ENJOY THIS MINI-SERIES AND FORGET THE BOOK REVIEWS
Recenserad i USA 🇺🇸 den 8 juni 2013
When a mini-series or regular film is based upon a book source, there are invariably changes that are made in order to take into consideration the difference in mediums. Even THE GODFATHER movie was not exactly like the book; and there is yet to be a movie or mini-series based upon THE LAST DAYS OF POMPEII or SHE which remotely resemble their book sources. In the DVD Special Features section, even Ken Follett and more than one actor acknowledged the difference between the two in this case, and no one objected. Certainly Follett has more of a right than anyone. Yet, he emphatically endorsed the screenplay.
Now to the mini-series itself: Cynthia Nixon (of SEX & THE CITY fame), who as Petranilla got top billing was like a cross between Lucretia Borgia, Lady Macbeth, and Lady deWinter - and she played the role deliciously. Her son Godwyn (Rupert Evans - THE PALACE, FINGERSMITH, SONS & LOVERS, HELLBOY, etc.) is a priest whose desire to be Prior and ultimately Bishop leads him down a path of sadistic unbridled palpable evil. His ambition needs no explanation. It is what it is. Those who would like to see all the evil-doers in this story on a pyschiatrist's couch in order to explain their behavior might just as well put half the world on one. While the quote is not precise, it is true enough: "Abolute power corrupts absolutely." The tyranny of the Church and that of Imperial power is exposed for what it is/was. Only the Black Death (realistically and emotionally presented to the hilt) was able to derail the iron fisted control of both sacred and secular authority.
Charlotte Riley as Caris, a student of the medical arts, was the key heroin of the film. But, what was more important was the revelation of the Church's fear of this type of "physician" and the lengths it would go to in order to suppress it. The general populace, which benefited from this "new" medicine, was far more understanding and sympathetic than the powers that be who felt threatened that all of this would supplant the idea of divine intervention and healing. Since many medical ideas came from Islam, they were also branded as the work of the "infidel" even by those who were healed or helped by it. Caris is caught between a developing love for a youthful "builder" and the predatory incestuous feelings of her own cousin - Godwyn - who harbors his dark secret while branding any woman he can as a "whore".

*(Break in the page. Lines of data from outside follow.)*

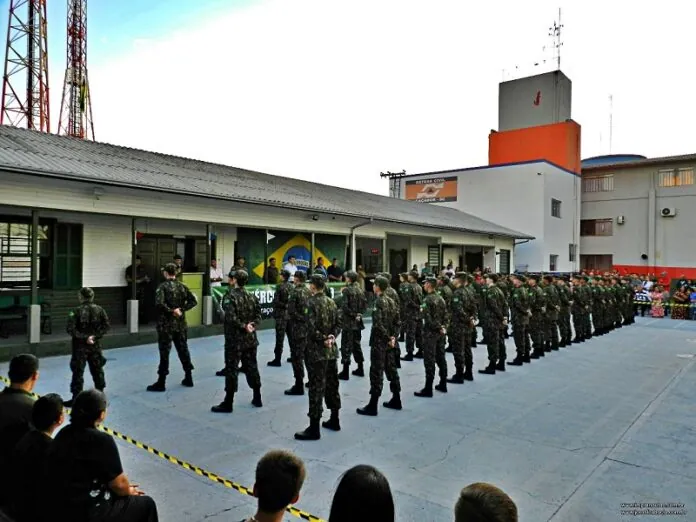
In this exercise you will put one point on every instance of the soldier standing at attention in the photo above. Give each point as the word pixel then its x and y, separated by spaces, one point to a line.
pixel 280 314
pixel 520 313
pixel 242 318
pixel 383 339
pixel 322 360
pixel 172 299
pixel 297 307
pixel 353 306
pixel 87 324
pixel 564 314
pixel 496 320
pixel 434 318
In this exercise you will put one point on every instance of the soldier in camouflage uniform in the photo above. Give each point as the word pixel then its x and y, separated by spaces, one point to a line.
pixel 242 319
pixel 411 301
pixel 87 324
pixel 297 307
pixel 434 312
pixel 564 313
pixel 537 304
pixel 496 321
pixel 383 338
pixel 322 360
pixel 463 316
pixel 520 313
pixel 280 314
pixel 553 306
pixel 173 299
pixel 353 306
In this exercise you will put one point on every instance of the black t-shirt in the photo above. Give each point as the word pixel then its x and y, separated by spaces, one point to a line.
pixel 81 463
pixel 27 472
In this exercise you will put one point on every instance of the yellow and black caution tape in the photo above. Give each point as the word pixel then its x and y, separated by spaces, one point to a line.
pixel 190 467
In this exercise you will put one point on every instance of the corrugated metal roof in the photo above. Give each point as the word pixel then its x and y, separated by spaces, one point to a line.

Critics of this mini-series, who keep pounding its book source as though it were the Bible, overlook the magnificent costumes that heralded in a New Age. The difference between what was worn in THE PILLARS OF THE EARTH compared to WORLD WITHOUT END was noted and indicated a fashion change that took place 200 years later. The church of Kingsbridge, now complete and in full Gothic regalia thanks in part to CGE, stood as a potent back drop to the civic activity that took place literally on its door step. The armour and weaponry was effectively realistic even though some purists might disagree.
In the end what we have, without giving too much away, is an excellent story, superbly acted by a host of gifted and well-known actors, set in the Middle Ages of mid-14th century England and France. Evil exists on all levels, from the lowest peasant to the King himself. It's merely a matter of degree and kind. But, like it or not, it does unfortunately reflect human nature. And I would hardly call proper behavior by some "goodie two shoes". There are those who are good and those who are bad. What we see in this mini-series is a slice of Medieval life that lays bare the horror of endless war, plague, rape, incest, ambition run amok, faith, faith denied, class warfare, love of all kinds, overbearing superstition, heroics, revenge - in short, all those things that make up the fabric of humankind in all its incarnations. And is all that really so different than what we have today? In addition to the above named actors, kudos to Miranda Richardson as Mother Cecilia, Peter Firth as Sir Roland, Tim Weston-Jones as Merthin the Builder, Oliver Jackson-Cohen (his brother) as a merciless Everyman Warrior who knows how to play the game, the actor who played Edward III (and is now in DaVinci's Demons), the actress who played his mother Queen Isabella, and the characters Gwenda, Wulfric, and Thomas.
As for any complaint as to how the "Most Evil" were dispatched, I can assure the reader of this review that their demise fit all the characters in the most appropriate, satisfying, and ironic way.